The most exciting evening I'd experienced as an audience member of professional theatre to that time, and really never to be surpassed, was seeing Curse of the Starving Class at the Public Theatre in 1978, by a playwright unknown to me named Sam Shepard.
I walked into the Public Theatre in complete innocence. At that time the Public was like a multiplex of live theatre, with as many as four plays on stage every night. I chose Curse of the Starving Class partly because of the title, and mostly because there was a ticket available.
Apparently in the cast were Olympia Dukakis, Pamela Reed and Michael J. Pollard, but it was the writing that blew me away: the words. They expanded my conception of what was possible at this level. Either at intermission or after the play I bought a copy in the lobby of Angel City, Curse of the Starving Class & Other Plays by Shepard.
Although I would later see another original production--Fool for Love ( with Will Paton the week after he took over the role from Ed Harris)--plus the PBS filming of the Steppenwolf production of True West, and a production somewhere of Buried Child, my main experience thereafter would be reading his works--other plays and play collections, and his prose pieces in Motel Chronicles. All about the words.
Shepard was a downtown Manhattan star before he became a movie star, and his lore was everywhere there. Wikipedia has him meeting Jessica Lang on the set of a movie, but legend of that time said he met her when she worked as a waitress at the hip downtown bar where he hung out.
Shepard influenced others, and helped establish a theatre of words for awhile (the most successful of which probably was David Rabe's Hurlyburly which made it to Broadway.) This was much to my predilections as a writer, though I realized that I was not comfortable enough with violence to write quite like he did, nor as a consequence would I reach such deep places in an audience. But those long arias of words, spoken in one play by an actor playing drums, were riveting.
I saw all his movies for awhile, including the one he directed, Far North. Though his New York Times obit refers to his play A Lie of the Mind as "great," at the time reviewers called it disappointing, as I recall. He seemed to fade into the firmament by the end of the 1980s, though he kept writing and acting.

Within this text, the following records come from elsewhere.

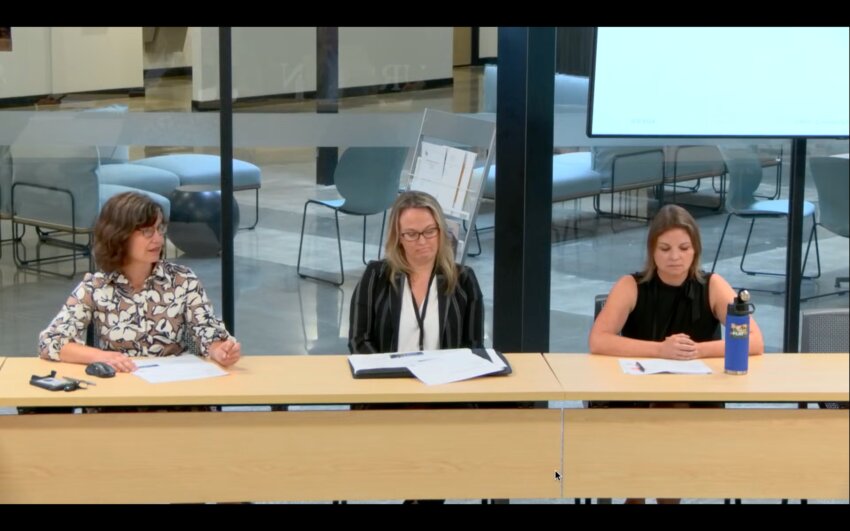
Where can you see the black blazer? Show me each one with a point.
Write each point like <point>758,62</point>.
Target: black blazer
<point>376,311</point>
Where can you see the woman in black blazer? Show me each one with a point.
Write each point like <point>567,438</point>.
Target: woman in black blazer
<point>417,298</point>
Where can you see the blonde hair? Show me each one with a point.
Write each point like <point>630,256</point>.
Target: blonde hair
<point>672,217</point>
<point>444,262</point>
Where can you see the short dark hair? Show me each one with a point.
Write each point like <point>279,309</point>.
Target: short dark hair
<point>120,216</point>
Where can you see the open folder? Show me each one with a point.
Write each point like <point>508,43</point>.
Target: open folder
<point>398,364</point>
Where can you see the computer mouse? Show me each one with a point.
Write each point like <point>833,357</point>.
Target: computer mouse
<point>100,369</point>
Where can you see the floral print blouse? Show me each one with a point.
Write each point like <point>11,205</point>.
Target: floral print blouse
<point>168,315</point>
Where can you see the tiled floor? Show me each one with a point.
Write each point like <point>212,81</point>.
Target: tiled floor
<point>277,312</point>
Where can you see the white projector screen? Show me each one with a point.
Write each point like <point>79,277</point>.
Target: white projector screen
<point>720,82</point>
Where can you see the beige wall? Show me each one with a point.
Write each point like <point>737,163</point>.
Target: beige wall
<point>488,41</point>
<point>168,47</point>
<point>26,70</point>
<point>85,59</point>
<point>387,56</point>
<point>283,60</point>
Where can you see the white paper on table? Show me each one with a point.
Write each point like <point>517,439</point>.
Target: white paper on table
<point>177,368</point>
<point>460,364</point>
<point>390,360</point>
<point>664,366</point>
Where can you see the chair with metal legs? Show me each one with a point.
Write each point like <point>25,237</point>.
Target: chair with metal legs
<point>367,178</point>
<point>832,180</point>
<point>745,174</point>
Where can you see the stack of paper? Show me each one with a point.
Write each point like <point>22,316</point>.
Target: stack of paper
<point>430,366</point>
<point>444,172</point>
<point>657,366</point>
<point>176,368</point>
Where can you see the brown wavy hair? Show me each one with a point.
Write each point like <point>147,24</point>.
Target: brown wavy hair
<point>120,216</point>
<point>397,261</point>
<point>672,217</point>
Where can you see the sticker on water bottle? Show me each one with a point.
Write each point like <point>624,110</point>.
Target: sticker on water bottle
<point>739,330</point>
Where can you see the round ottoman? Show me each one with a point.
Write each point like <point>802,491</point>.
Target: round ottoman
<point>195,223</point>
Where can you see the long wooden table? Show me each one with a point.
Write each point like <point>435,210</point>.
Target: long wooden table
<point>707,453</point>
<point>429,453</point>
<point>279,455</point>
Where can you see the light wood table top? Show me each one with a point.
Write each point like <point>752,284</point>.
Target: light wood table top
<point>771,377</point>
<point>276,380</point>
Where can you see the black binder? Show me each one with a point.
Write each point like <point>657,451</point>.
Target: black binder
<point>403,372</point>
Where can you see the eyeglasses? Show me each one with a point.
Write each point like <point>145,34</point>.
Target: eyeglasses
<point>412,235</point>
<point>148,232</point>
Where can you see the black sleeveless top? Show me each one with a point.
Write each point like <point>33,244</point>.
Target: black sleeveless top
<point>662,310</point>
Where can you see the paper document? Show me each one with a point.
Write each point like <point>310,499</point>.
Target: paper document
<point>664,366</point>
<point>176,368</point>
<point>431,366</point>
<point>461,365</point>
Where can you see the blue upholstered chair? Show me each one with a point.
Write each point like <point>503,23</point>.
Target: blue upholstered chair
<point>623,169</point>
<point>199,168</point>
<point>745,174</point>
<point>689,163</point>
<point>367,178</point>
<point>57,190</point>
<point>832,180</point>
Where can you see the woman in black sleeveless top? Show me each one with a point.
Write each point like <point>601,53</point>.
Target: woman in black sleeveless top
<point>671,309</point>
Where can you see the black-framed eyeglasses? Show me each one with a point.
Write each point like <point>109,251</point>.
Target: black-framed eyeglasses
<point>413,235</point>
<point>148,232</point>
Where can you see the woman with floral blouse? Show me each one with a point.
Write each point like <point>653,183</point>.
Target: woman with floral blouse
<point>141,305</point>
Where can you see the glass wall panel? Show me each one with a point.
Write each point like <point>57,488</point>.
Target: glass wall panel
<point>84,114</point>
<point>595,243</point>
<point>386,78</point>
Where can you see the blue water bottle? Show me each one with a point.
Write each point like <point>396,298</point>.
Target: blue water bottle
<point>737,346</point>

Oddly then, it was only a couple of years ago that Fool For Love was first produced on Broadway. I don't know when Shepard was diagnosed with ALS, a disease that varies a great deal in his symptoms and progress, but always ends the same, as it did for my father. It's said that Shepard dealt with it with the same stoic dignity of his on-screen persona.
At the New Yorker, Patti Smith writes an intimate memorial. I had no intimate or even actual relationship, but he touched my life nevertheless, and that's as much as I can honestly write about him. Sam Shepard died at age 73. May he rest in peace. His work lives on.